Listing 12-25 is a small VBScript program that invokes the Browse For Folder dialog box and lets the user select a file or a folder. The result is shown in a dialog box (Figure 12-18).

Click to view at full size.

Figure 12-18 Selecting a file in the Browse For Folder dialog box

Listing 12-25 FileSelectDialog.vbs

'********************************************************
' File:    FileSelectDialog.vbs (WSH sample in VBScript) 
' Author:  (c) G. Born
'
' Using the shell dialog box to select a folder
' or a file
' Warning: A run-time error occurs if the script
' is executed in Windows 2000 and the user selects
' a file in the root folder of a drive.
'********************************************************
Option Explicit

' Flags for the options parameter
Const BIF_returnonlyfsdirs   = &H0001
Const BIF_dontgobelowdomain  = &H0002
Const BIF_statustext         = &H0004
Const BIF_returnfsancestors  = &H0008
Const BIF_editbox            = &H0010
Const BIF_validate           = &H0020
Const BIF_browseforcomputer  = &H1000
Const BIF_browseforprinter   = &H2000
Const BIF_browseincludefiles = &H4000

Dim file

file = BrowseForFolder( _
        "Select a file or folder to copy", _
        BIF_returnonlyfsdirs + BIF_browseincludefiles, _
        "")
If file = "-5" Then 
    WScript.Echo "Not possible to select files in root folder"
Else
    If file = "-1" Then 
        WScript.Echo "No object selected; Cancel clicked"
    Else
        WScript.Echo "Object: ", file
    End If
End If 

' Using the shell's BrowseForFolder method to
' return the full path to the selected object
' title = Text shown in the dialog box
' flag = One of the values for controlling the 
'        BrowseForFolder behavior
' dir = Preselected directory (can be "")
Function BrowseForFolder(title, flag, dir)
    On Error Resume Next

    Dim oShell, oItem, tmp
 
    ' Create WshShell object.
    Set oShell = WScript.CreateObject("Shell.Application")
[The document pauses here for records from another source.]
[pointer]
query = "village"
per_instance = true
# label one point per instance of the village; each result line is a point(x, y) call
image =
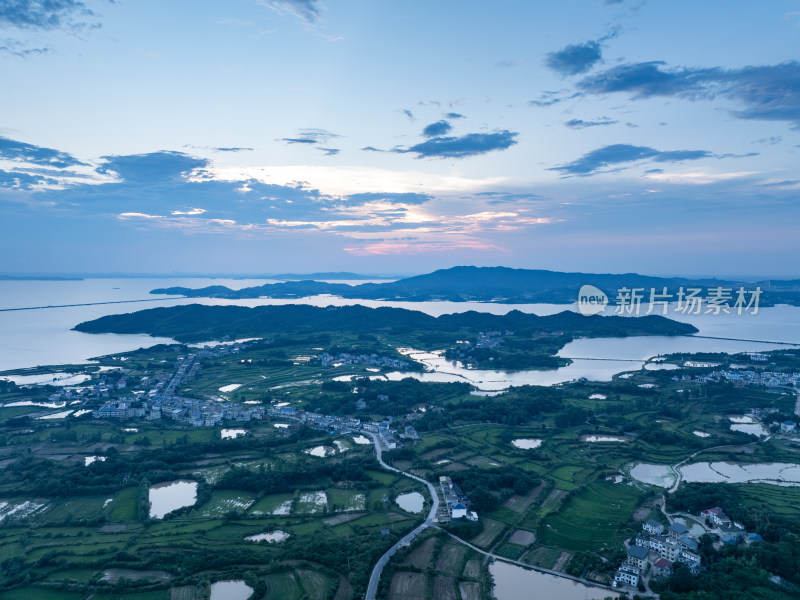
point(655, 550)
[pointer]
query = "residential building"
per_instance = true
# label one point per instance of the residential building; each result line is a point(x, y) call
point(637, 556)
point(653, 527)
point(662, 567)
point(626, 575)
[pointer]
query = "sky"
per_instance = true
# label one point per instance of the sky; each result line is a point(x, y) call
point(267, 136)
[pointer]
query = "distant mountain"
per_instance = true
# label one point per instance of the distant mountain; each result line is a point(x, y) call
point(490, 284)
point(196, 322)
point(333, 276)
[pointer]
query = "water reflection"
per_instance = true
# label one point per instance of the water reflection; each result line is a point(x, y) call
point(515, 583)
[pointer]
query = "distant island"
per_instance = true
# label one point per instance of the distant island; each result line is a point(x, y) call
point(491, 284)
point(512, 341)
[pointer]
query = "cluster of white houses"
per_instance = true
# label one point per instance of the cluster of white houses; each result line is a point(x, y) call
point(661, 550)
point(456, 503)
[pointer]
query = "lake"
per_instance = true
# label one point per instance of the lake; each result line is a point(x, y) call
point(412, 502)
point(515, 583)
point(230, 590)
point(44, 337)
point(166, 497)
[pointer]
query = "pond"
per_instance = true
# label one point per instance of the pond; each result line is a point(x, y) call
point(166, 497)
point(230, 590)
point(602, 438)
point(412, 502)
point(658, 475)
point(786, 474)
point(54, 379)
point(695, 528)
point(515, 583)
point(274, 536)
point(230, 388)
point(526, 443)
point(232, 434)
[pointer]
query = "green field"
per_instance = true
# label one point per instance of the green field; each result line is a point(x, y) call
point(592, 518)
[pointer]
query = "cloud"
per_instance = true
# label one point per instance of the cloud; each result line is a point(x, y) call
point(550, 98)
point(575, 58)
point(310, 136)
point(307, 10)
point(436, 129)
point(402, 198)
point(191, 211)
point(581, 124)
point(767, 92)
point(15, 48)
point(471, 144)
point(23, 152)
point(619, 154)
point(152, 167)
point(232, 149)
point(45, 14)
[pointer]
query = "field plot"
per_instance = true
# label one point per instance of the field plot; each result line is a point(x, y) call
point(405, 586)
point(282, 586)
point(224, 501)
point(444, 588)
point(421, 556)
point(552, 502)
point(346, 500)
point(519, 504)
point(542, 557)
point(591, 519)
point(472, 568)
point(184, 592)
point(451, 558)
point(491, 529)
point(275, 504)
point(315, 585)
point(522, 537)
point(344, 591)
point(32, 593)
point(310, 503)
point(469, 590)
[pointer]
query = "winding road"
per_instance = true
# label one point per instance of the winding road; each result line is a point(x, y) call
point(375, 577)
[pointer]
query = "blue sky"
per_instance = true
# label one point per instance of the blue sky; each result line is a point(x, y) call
point(257, 136)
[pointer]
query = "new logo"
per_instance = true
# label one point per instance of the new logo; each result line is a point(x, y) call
point(591, 300)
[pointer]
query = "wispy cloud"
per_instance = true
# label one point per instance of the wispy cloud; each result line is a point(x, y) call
point(307, 10)
point(575, 59)
point(46, 14)
point(581, 124)
point(310, 136)
point(768, 92)
point(471, 144)
point(620, 154)
point(39, 155)
point(436, 129)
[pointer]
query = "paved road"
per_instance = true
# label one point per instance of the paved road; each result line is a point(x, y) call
point(375, 577)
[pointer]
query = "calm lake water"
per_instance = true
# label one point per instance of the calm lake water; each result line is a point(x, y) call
point(411, 502)
point(166, 497)
point(230, 590)
point(515, 583)
point(44, 337)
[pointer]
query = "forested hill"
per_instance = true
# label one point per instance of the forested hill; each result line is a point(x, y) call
point(196, 322)
point(471, 283)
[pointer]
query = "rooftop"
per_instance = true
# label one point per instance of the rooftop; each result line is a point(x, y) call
point(638, 552)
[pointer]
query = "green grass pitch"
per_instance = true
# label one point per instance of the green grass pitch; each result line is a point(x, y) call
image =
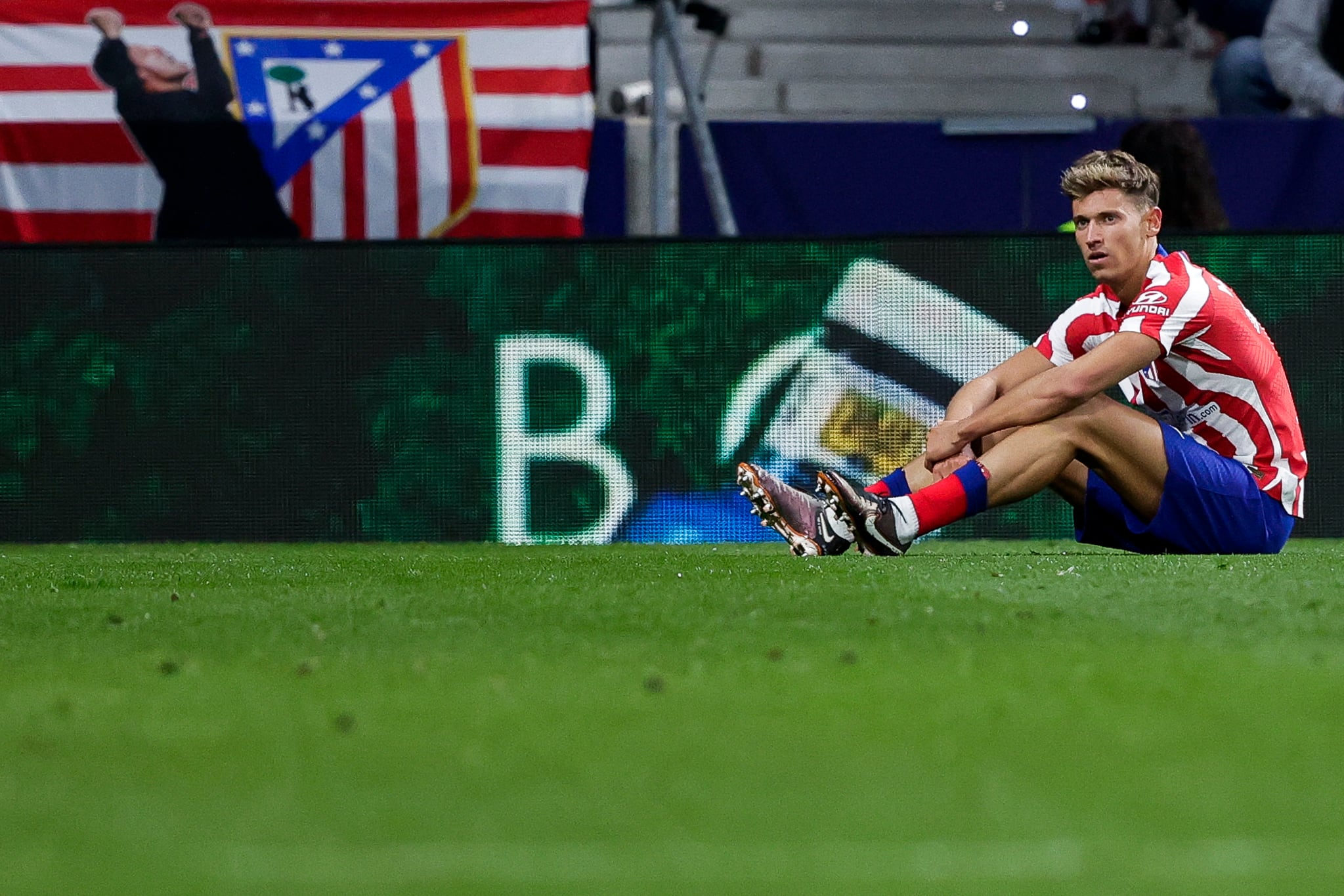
point(976, 717)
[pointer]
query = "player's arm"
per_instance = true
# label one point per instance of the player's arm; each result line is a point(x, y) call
point(211, 82)
point(112, 64)
point(1049, 393)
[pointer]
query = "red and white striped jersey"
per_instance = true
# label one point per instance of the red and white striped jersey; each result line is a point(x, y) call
point(1219, 378)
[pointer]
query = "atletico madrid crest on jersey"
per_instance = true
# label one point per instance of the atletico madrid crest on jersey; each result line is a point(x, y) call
point(357, 127)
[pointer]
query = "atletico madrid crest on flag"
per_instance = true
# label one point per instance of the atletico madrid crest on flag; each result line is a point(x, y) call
point(391, 120)
point(385, 121)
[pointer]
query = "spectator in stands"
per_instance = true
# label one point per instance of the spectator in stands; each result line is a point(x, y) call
point(1304, 49)
point(214, 183)
point(1240, 79)
point(1177, 152)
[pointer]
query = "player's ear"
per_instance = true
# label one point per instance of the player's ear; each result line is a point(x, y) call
point(1154, 222)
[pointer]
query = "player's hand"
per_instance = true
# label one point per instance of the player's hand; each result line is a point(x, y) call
point(942, 469)
point(106, 20)
point(192, 15)
point(944, 442)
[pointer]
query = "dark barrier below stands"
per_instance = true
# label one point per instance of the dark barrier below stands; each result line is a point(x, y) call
point(557, 391)
point(854, 179)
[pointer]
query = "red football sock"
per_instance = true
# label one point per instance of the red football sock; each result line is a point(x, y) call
point(959, 496)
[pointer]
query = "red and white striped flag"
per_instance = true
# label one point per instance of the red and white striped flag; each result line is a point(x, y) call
point(456, 119)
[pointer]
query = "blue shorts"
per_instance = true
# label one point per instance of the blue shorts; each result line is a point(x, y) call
point(1210, 504)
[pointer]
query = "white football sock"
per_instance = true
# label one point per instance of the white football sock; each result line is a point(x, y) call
point(906, 519)
point(836, 524)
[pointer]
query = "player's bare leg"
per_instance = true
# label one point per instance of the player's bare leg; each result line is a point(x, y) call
point(1070, 485)
point(1124, 446)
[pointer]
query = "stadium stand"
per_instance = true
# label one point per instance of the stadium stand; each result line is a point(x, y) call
point(897, 61)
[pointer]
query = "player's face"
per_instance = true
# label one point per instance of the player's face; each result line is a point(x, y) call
point(156, 62)
point(1114, 234)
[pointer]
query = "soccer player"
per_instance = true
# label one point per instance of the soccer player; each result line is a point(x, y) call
point(215, 186)
point(1215, 468)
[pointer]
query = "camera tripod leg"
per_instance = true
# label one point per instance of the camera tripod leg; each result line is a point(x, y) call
point(667, 49)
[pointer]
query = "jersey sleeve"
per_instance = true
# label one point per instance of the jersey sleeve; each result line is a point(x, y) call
point(1171, 310)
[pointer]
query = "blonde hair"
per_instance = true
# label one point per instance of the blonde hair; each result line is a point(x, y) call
point(1112, 169)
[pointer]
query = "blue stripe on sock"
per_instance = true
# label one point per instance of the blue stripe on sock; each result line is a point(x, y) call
point(897, 484)
point(978, 488)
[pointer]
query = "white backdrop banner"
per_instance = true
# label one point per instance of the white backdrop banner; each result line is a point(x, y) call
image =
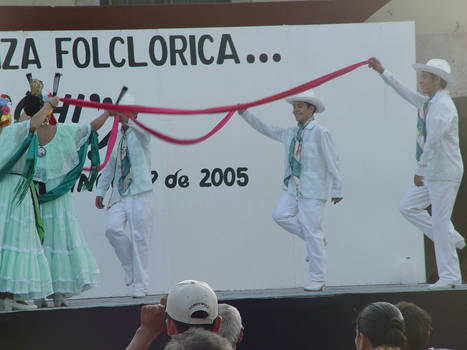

    ' Invoke Browse For Folder dialog box.
    Set oItem = oShell.BrowseForFolder(&H0, title, flag, dir)
    If Err.Number <> 0 Then
        If Err.Number = 5 Then
            BrowseForFolder= "-5"
            Err.Clear
            Set oShell = Nothing
            Set oItem = Nothing
            Exit Function
        End If
    End If

    ' Now we try to retrieve the full path.
    BrowseForFolder = oItem.ParentFolder.ParseName(oItem.Title).Path

    ' Handling: Cancel button and selecting a drive
    If Err<> 0 Then
        If Err.Number = 424 Then           ' Handle Cancel button.
            BrowseForFolder = "-1"
        Else
            Err.Clear
            ' Handle situation in which user selects a drive.
            ' Extract drive letter from the title--first search
            ' for a colon (:).
            tmp = InStr(1, oItem.Title, ":")
            If tmp > 0 Then           ' A : is found; use two 
                                      ' characters and add \.
                BrowseForFolder = _   
                    Mid(oItem.Title, (tmp - 1), 2) & "\"
            End If
        End If
    End If

    Set oShell = Nothing
    Set oItem = Nothing
    On Error GoTo 0
End Function

'*** End

NOTE
On machines that had only Windows 2000 or Windows 98 installed, the BrowseForFolder method failed to return valid filenames during the first attempt to access a folder. An error code reported that the selected file was missing. After I installed Microsoft Office on those machines, the error didn't occur again.